Business News
2 min read | Updated on April 28, 2025, 19:09 IST
SUMMARY
SEBI has issued new guidelines mandating stock brokers and clearing members to collect all client margins (except upfront VaR and ELM) by the settlement day in the cash market segment.
The decision has been taken due to the shift from T+2 to T+1 settlement cycle.
Capital markets regulator SEBI on Monday issued revised timelines for stock brokers and clearing members to collect margins from clients in the cash market segment. The regulator directed brokers to collect all other margins, except value at risk (VaR) and Extreme Loss Margin (ELM), by the T+1 settlement day.
Currently, trading members and clearing members (CMs) are required to mandatorily collect upfront VaR margins and ELM before allowing clients to trade. They had up to T+2 working days to collect other margins.
However, with the cash market now operating on a T+1 settlement cycle, SEBI has decided that brokers must collect all other margins by the settlement day itself, according to a circular issued by the regulator.

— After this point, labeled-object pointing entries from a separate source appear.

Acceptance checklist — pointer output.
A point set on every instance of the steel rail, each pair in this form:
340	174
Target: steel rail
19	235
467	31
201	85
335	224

The decision was taken after considering representations from the Brokers’ Industry Standards Forum.
"With effect from January 27, 2023, the settlement cycle has been reduced from T+2 to T+1 across all scrips in the cash market.
"In this regard, based on representation received from the Brokers' Industry Standards Forum (ISF) and to ensure a more robust risk management framework, it has been decided that keeping in view the change in the settlement cycles, the TMs (trading members)/CMs (clearing members) shall be required to collect margins (except VaR margins and ELM) from their clients by the settlement day," Sebi said in its circular.
The circular clarified that if clients complete pay-in of funds and securities by the settlement day, it would be deemed that margins have been collected, and no penalty for short or non-collection would be imposed. In case pay-in is not completed and margins are not collected by the settlement day, penalties will apply.
The revised framework comes into force with immediate effect.